Clarke’s spouse works at a state university and says the biggest concern they’ve heard is that students are choosing to not get tested when they probably should.
“My personal experience is that the faculty want protections,” said Clarke. “The faculty want to know who’s sick. They’re very concerned about them getting sick and not wanting to teach their class.”
She hopes employers will show understanding to anyone who needs to quarantine or stay home with a quarantined child.
“The vast majority want their employees to be as safe as possible in a healthy way,” Clarke said. “If you own a business, which medicine is still a business, I need healthy, productive workers to do the job. We can do this but everybody has to be together.”
University of Oklahoma sent KFOR the following statement:
Keeping the OU community healthy this fall remains a top priority. Students, faculty and staff who test positive for COVID-19, have symptoms or are considered a close contact should complete the Passport through the Healthy Together App. Once completed, communication and instruction will be sent through the app that can be shared with instructors or supervisors informing them of an extended absence and request for accommodations if necessary. If students need additional support, they can contact Student Affairs. The university urges all OU community members to get vaccinated; expects masking indoors, especially in high-density settings; and asks that everyone continue practicing healthy behaviors, including frequent hand washing and staying home when ill. For more information, visit www.ou.edu/together.

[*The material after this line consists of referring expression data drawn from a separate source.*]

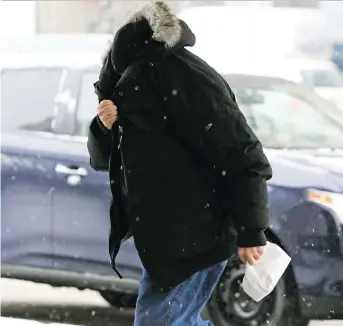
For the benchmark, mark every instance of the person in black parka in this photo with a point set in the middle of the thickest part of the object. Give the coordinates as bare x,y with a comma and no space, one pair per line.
188,175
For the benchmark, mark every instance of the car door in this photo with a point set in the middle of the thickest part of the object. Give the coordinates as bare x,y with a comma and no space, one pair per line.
27,167
81,198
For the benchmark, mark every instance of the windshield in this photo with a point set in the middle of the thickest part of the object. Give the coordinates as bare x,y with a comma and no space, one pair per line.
24,106
281,119
322,78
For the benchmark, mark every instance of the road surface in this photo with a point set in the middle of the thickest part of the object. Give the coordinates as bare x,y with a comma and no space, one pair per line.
42,302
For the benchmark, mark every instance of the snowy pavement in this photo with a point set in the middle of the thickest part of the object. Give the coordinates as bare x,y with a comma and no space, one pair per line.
30,301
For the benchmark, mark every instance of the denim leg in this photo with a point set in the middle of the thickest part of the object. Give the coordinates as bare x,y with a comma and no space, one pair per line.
182,305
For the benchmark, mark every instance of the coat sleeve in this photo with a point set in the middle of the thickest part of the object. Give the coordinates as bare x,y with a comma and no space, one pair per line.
99,138
99,145
211,125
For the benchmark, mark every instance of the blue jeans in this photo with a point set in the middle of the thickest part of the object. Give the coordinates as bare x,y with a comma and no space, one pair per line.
182,305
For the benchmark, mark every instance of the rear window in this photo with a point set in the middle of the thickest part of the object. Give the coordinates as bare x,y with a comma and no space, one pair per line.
323,78
27,98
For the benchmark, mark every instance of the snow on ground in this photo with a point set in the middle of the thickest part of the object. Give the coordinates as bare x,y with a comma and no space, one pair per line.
24,322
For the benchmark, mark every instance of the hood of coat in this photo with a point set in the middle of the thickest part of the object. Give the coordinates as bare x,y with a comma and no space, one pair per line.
152,31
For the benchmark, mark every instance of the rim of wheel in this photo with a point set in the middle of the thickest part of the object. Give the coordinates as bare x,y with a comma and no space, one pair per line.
231,306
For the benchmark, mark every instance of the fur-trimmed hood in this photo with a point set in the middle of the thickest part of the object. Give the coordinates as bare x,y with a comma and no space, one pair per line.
151,31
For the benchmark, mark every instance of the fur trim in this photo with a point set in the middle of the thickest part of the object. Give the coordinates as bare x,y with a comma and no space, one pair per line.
165,25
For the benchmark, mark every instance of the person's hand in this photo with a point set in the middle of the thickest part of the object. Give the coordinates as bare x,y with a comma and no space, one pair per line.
107,113
250,255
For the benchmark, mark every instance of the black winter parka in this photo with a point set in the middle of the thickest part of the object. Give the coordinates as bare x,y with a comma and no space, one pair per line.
188,175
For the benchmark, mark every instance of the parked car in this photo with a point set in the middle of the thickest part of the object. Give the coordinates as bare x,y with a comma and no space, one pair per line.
322,76
55,219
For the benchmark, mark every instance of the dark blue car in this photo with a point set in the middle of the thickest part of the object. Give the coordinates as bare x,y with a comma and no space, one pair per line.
55,218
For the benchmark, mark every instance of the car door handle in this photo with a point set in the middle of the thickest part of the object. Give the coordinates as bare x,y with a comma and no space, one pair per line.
63,169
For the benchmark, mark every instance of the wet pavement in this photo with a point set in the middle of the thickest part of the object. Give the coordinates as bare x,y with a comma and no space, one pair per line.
42,302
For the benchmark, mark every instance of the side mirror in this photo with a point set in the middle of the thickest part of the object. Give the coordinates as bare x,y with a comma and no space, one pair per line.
64,114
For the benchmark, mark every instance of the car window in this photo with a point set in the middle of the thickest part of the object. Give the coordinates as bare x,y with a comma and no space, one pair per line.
27,98
323,78
87,104
284,120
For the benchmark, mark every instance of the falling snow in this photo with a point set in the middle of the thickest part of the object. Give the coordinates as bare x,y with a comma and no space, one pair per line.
208,127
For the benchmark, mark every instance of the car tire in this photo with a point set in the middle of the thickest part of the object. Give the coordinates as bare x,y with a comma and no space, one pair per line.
119,300
230,306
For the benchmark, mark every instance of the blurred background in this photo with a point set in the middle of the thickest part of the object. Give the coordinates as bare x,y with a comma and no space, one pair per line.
284,61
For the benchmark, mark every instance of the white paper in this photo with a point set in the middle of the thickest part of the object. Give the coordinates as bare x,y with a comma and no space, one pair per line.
260,280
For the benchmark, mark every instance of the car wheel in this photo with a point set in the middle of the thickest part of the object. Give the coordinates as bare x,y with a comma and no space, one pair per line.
119,300
230,306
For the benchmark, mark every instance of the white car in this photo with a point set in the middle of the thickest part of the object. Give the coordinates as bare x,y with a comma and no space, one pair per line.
323,76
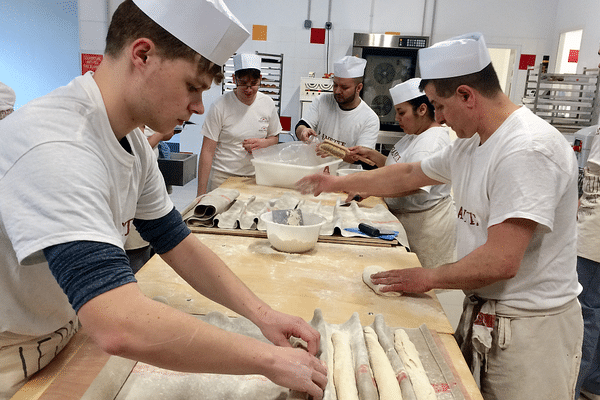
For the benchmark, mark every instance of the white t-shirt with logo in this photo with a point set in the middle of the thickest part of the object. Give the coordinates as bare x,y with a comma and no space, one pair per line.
356,127
413,148
64,177
229,122
526,169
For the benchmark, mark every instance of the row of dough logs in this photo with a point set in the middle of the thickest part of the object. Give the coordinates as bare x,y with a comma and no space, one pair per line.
391,365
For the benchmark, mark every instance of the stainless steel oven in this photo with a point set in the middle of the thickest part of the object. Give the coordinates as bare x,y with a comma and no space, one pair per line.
391,59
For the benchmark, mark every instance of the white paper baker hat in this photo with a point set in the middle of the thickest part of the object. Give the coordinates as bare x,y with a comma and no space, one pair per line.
207,26
349,67
7,97
458,56
407,90
246,61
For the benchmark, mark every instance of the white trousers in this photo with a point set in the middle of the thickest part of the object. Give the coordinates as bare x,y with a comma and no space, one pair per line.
533,355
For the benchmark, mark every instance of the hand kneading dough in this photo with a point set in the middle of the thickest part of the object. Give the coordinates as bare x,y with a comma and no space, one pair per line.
373,269
343,367
388,386
414,368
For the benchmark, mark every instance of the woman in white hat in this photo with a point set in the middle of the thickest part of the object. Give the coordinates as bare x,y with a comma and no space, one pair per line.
237,123
428,215
7,100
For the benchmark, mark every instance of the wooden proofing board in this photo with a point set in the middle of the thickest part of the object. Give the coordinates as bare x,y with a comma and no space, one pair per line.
71,374
143,381
328,277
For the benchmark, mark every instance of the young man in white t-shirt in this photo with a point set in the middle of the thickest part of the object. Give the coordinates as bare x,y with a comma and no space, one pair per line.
514,180
239,122
76,172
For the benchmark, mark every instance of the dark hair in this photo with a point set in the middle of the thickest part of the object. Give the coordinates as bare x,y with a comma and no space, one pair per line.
485,82
251,73
130,23
416,103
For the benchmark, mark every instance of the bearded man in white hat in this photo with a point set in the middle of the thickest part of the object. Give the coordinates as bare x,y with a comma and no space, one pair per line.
342,116
514,180
237,123
76,172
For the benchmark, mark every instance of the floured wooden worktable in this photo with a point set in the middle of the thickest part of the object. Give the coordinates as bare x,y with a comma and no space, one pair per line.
247,186
328,277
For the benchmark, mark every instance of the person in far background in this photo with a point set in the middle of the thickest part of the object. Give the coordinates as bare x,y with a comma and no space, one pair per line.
237,123
428,215
7,100
343,116
588,270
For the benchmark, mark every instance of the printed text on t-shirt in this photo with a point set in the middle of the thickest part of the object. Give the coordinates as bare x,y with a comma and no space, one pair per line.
468,217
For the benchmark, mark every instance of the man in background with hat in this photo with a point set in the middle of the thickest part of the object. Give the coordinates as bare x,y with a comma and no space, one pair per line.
342,116
514,180
76,171
239,122
7,100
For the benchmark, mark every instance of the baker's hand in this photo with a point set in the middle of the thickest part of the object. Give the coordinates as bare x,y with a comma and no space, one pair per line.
279,327
315,184
305,134
410,280
298,370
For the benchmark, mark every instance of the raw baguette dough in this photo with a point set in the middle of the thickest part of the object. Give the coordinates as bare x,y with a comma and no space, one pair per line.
343,367
410,357
388,386
373,269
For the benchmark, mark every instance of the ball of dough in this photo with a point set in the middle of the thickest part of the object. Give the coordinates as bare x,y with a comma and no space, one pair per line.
373,269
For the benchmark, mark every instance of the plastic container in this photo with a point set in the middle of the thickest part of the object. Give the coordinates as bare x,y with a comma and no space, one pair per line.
294,238
270,173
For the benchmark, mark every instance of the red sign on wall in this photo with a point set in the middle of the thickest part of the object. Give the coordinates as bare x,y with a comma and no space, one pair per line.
526,61
89,62
317,35
573,56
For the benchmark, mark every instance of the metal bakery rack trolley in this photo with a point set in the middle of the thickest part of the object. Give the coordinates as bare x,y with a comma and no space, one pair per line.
567,101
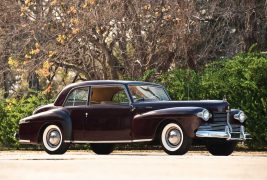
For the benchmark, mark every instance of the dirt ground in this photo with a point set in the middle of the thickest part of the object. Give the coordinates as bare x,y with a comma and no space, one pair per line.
132,165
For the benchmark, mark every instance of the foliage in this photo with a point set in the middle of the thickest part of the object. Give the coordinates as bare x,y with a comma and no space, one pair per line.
243,79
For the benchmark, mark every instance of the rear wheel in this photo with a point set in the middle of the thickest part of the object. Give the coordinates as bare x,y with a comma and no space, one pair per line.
174,141
102,149
53,142
221,148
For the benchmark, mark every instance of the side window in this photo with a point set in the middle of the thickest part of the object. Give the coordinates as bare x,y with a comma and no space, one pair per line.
113,95
120,98
78,97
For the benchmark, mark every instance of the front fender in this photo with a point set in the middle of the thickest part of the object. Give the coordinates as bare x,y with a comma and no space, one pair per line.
145,125
31,127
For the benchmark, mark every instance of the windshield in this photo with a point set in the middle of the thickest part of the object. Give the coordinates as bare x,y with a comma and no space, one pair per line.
148,93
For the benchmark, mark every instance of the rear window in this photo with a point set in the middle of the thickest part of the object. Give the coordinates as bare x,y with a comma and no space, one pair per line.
78,97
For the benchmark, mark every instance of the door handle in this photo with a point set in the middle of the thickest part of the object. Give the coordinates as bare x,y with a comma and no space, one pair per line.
132,108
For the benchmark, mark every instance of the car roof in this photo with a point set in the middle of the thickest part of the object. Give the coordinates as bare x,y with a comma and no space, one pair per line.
103,82
62,95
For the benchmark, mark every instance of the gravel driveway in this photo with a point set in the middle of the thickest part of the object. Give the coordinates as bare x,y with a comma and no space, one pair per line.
125,165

Oklahoma State University also sent News 4 a statement:
We continue to encourage students and staff to be tested at the appropriate times when they’ve been in close contact with someone with COVID-19, or if they have symptoms, even those they believe may be cold or flu. If a student is in quarantine, faculty members work with them to deliver course material and help them stay up with the rest of the class. Staff in in both Academic Affairs and Student Affairs reach out to support these students as well.

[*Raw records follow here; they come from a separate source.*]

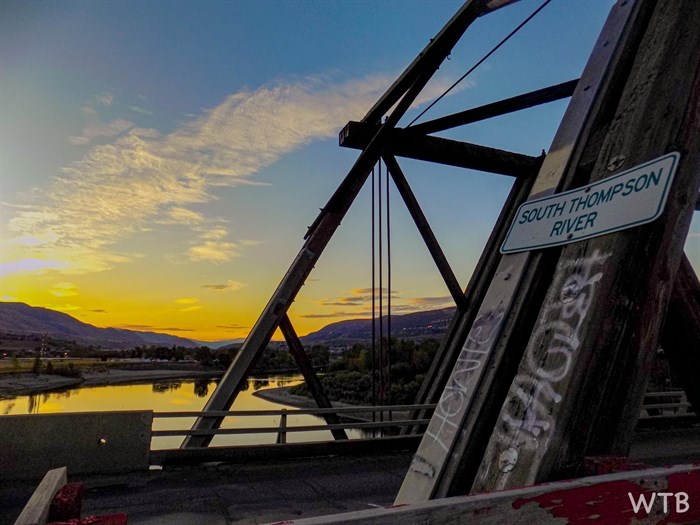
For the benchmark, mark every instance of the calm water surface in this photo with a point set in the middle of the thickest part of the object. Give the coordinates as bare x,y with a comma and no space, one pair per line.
176,396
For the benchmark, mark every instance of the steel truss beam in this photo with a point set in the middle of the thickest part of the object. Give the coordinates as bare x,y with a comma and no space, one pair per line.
496,109
405,143
402,94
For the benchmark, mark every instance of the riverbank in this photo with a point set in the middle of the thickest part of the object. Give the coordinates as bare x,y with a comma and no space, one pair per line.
12,385
283,396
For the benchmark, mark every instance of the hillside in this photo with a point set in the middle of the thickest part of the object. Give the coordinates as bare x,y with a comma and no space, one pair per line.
20,318
418,324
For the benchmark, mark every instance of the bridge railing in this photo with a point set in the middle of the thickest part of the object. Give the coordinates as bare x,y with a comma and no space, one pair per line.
389,418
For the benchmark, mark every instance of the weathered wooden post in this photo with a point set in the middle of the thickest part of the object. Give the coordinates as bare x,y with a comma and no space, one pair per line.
580,384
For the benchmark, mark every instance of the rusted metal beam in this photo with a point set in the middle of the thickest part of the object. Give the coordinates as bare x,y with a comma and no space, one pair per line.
307,370
426,232
404,143
580,385
669,492
433,54
680,338
495,109
464,418
323,228
444,361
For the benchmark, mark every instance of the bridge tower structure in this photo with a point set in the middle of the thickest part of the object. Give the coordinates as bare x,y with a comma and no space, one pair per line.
547,357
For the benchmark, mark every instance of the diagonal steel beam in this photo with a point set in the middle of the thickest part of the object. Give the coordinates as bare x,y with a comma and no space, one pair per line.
307,370
426,232
495,109
435,52
405,143
322,230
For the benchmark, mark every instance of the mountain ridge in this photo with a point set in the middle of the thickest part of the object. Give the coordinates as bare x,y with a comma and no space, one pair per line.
16,317
23,318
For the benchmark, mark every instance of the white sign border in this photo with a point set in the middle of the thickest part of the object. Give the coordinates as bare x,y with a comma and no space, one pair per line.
662,204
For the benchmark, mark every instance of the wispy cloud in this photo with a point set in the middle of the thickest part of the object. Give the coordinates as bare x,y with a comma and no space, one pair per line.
231,286
357,304
31,266
64,289
187,300
213,251
117,189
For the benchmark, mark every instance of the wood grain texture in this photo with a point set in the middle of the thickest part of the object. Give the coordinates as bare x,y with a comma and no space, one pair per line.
36,511
580,386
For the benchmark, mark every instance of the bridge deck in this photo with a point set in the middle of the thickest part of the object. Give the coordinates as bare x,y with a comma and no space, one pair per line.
292,489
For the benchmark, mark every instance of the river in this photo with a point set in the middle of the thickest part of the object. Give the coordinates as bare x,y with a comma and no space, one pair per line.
176,396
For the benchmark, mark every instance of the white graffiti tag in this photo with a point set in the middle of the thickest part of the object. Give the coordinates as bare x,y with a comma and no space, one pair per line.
526,415
458,391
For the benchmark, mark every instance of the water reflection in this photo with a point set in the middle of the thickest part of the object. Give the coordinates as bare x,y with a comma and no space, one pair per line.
162,387
201,387
260,383
176,396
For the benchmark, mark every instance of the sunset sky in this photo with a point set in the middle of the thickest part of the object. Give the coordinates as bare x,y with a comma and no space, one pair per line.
161,160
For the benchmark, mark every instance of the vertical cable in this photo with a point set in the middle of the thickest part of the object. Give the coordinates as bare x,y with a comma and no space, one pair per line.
374,330
380,247
388,288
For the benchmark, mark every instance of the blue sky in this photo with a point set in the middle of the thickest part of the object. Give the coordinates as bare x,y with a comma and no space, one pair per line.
161,160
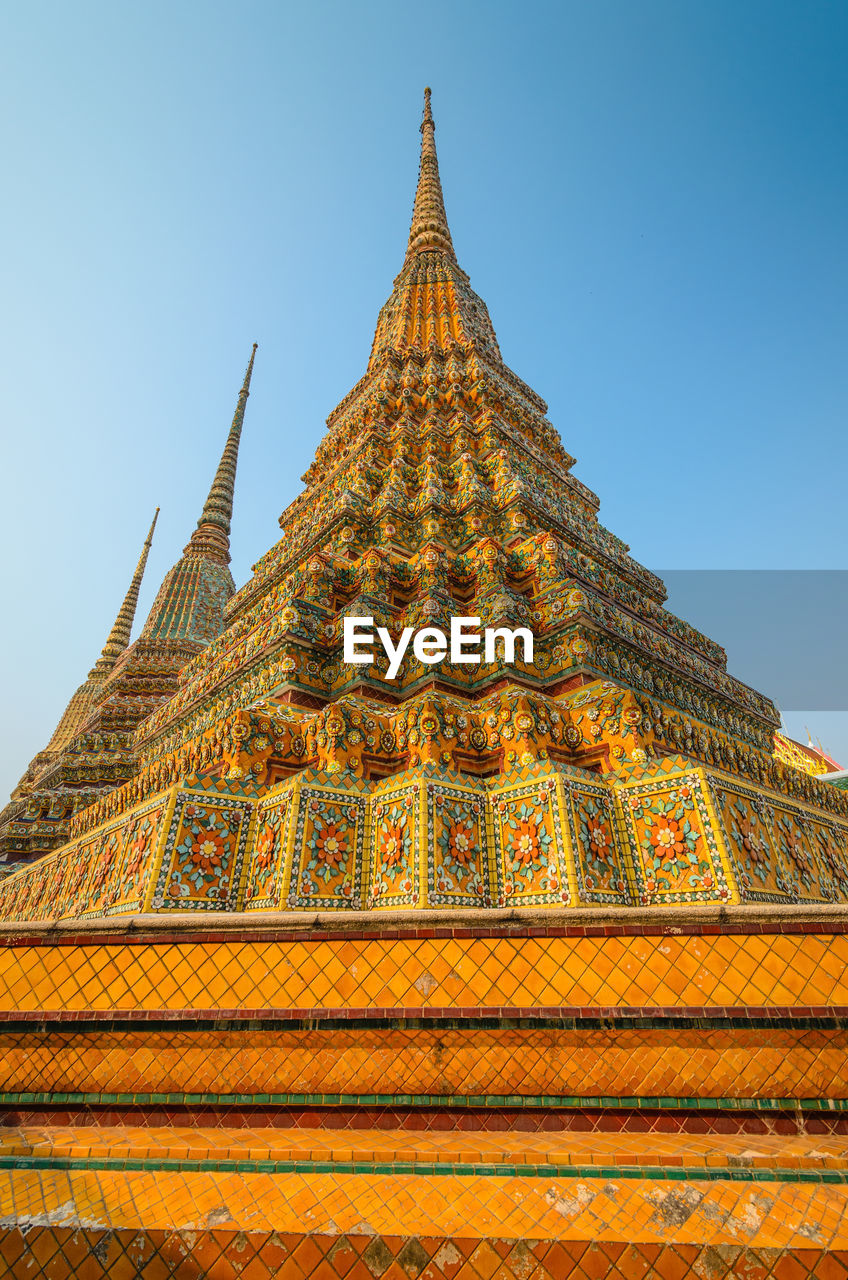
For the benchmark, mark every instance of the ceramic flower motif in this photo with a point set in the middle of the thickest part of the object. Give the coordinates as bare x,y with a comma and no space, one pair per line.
528,841
204,854
674,853
595,831
395,846
329,850
457,840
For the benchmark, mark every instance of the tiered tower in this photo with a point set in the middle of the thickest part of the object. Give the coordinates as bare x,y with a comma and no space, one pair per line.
511,968
92,748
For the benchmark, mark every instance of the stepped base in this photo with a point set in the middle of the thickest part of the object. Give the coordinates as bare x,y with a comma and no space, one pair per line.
318,1202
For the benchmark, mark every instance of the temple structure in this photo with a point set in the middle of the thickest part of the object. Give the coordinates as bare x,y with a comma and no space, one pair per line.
500,969
92,748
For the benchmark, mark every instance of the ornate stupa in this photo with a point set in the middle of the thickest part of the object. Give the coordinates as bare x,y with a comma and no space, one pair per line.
524,967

Full-time OSU faculty and staff are provided a very competitive benefits package which includes sick leave accruals of 22 days per year. These accruals are available for use by individuals who are required to quarantine due to their own health issues or caregiving responsibilities. In some cases, the employee is able to work remotely during the quarantine period which allows them to continue with their work while also minimizing their need for sick leave. Student workers with OSU are not eligible for paid leave, but there are some cases where it is possible for the student to continue to work from home during their quarantine period as well.